An(ge)dacht am 10. Sonntag nach Trinitatis, dem 16.8.2020: Wer ist Gott?

(Psalm 33,12)


Bevor mein Volk, Karovolk, Jesus nicht kannten, verehrten wir Götter, Naturkräfte und Ahnengeister. Wir glaubten an Gott, aber die Vorstellung von Gott war sehr vage. Wir glaubten an 3 Götter (Dibata Kaci-kaci, Dibata Padukah Nu Aji und Dibata Banua Koling), aber wir wussten mehr über die Geister, die wir verehrten. Als die mächtigsten und am meisten Schutz bietenden Geister galten diejenigen, die im Krieg sterben oder getötet werden, Selbstmord begehen oder vom Blitz getroffen werden. Unser Schutzengel ist der Geist des Babys, dass gestorben ist bevor sein erste Zahn wacht.

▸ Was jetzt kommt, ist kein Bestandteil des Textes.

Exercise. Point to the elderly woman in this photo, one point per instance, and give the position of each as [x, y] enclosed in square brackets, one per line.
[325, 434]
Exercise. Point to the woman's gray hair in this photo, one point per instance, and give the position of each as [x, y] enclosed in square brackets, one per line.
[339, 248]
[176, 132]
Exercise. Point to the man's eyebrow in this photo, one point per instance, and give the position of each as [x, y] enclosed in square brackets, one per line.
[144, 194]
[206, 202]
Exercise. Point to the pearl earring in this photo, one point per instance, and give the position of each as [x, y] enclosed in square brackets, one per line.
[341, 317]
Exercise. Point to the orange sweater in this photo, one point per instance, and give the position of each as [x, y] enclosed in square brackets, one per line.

Wir glaubten, dass die Naturkräfte und die Geister unser Leben beherrschen. Wir hatten uns ihnen ergeben. Dieser Glaube an Geister machte große Angst, weil diese Mächte als Bedrohung empfunden wurden. Tatsächlich gab es Zeiten von Dürre, Stürmen, Krankheiten, Epidemien und Todesfällen, was wir damals der Macht der Geister zuschrieben. Wir beteten, um zu verhindern, dass die Geister wütend werden und unser Leben bedrohen.

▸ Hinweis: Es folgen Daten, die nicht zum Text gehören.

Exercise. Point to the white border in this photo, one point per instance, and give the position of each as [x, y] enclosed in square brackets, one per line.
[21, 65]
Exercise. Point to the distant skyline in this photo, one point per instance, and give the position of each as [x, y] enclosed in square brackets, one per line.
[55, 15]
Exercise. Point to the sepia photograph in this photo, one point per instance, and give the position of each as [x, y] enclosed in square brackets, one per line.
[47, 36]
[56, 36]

Aber nachdem das Licht des Evangeliums uns erleuchtet und unser Land gleichzeitig modernisiert hatte, veränderte sich unser Leben. In diesem Fall sind es die Frauen, die sich am meisten unabhängig fühlen. Jedenfalls verbietet die Kirche Männern, mehr als eine Frau zu heiraten. Davor konnte ein Mann heiraten, wie oft er wollte. Unser Leben wird jetzt durch die Kraft Gottes befreit. Denn wenn wir zu Gott gehören, sind wir frei von Ängsten vor der Kraft der Natur und der Kraft der Geister, weil der Name und die Kraft Jesu so für uns real sind. Wenn wir uns bedroht fühlen, beten und singen wir im Namen Gottes. Danach wurden unsere Herzen ruhig und still.
Der Psalmist hatte also Recht, als er sagte, dass wir zu Gott gehören. Gott hat uns geformt und erschaffen. Unser Leben liegt in seinen Händen. Wir gehören zu Gott wie Schafe zu ihrem Hirten. Der Psalmist stellte sicher, dass wir in Gottes Händen waren und noch immer sind.
Wie erklären wir der Welt, dass Gott für uns da ist und er der Schöpfer ist? Wie können wir der gegenwärtigen Generation von Gott weiterhin Zeugnis geben, wenn sie gleichzeitig das Bestseller-Buch von Stephen Hawking mit dem Titel: Kurze Antworten auf große Fragen gelesen haben? Seine Gedanken zu Ursprung und Zukunft der Menschheit sind zugleich eine Mahnung, unseren Heimatplaneten besser vor den Gefahren unserer Gegenwart zu schützen. 1981 nahm Hawking an einer Kosmologietagung im Vatikan teil, auf der er sein Konzept vorstellte, laut dem das Universum keine Grenzen haben solle. In diesem Vortrag stellte er das All zugleich als ein Phänomen dar, das einfach vorhanden ist und dementsprechend keines Schöpfergottes bedarf.
Aber was ist dem gegenüber gemeint, wenn wir von Gottes Güte sprechen? Was bedeutet, dass wir der Erbe des Himmelreichs sind? Meinen wir das: Wenn wir in allem Freude, Erfolg und Glück erfahren. Gesund und reich sind ohne Mangel? Aber ist Gott auch gut, wenn die Umstände schwierig sind, wenn das Leiden drängt? Wie ist Güte gemeint, wenn wir im Leben Einsamkeit ohne Freunde und ein ungewisses Morgen erleben?
Die obigen Fragen sind nicht einfach zu beantworten. Aber zumindest lässt uns der Glaube weiterhin darauf vertrauen, dass Gott für uns da ist, und dass er auf außergewöhnliche Weise wirkt, ob wir es verstehen können oder nicht. Wir können die Wirkungsmacht Gottes nicht mit einem hochauflösenden Teleskop oder Mikroskop beweisen. Das ist für uns unmöglich. Wir können nicht die ganze Wirkungsmacht Gottes beschreiben, unsere Sprache ist zu arm, um den Reichtum der Macht seiner Liebe auszudrücken.
Eine Sache, die wir tun können, um das Geheimnis seiner Existenz und Gegenwart zu verstehen und zu erfahren, ist einfach, es anzubeten! Amen.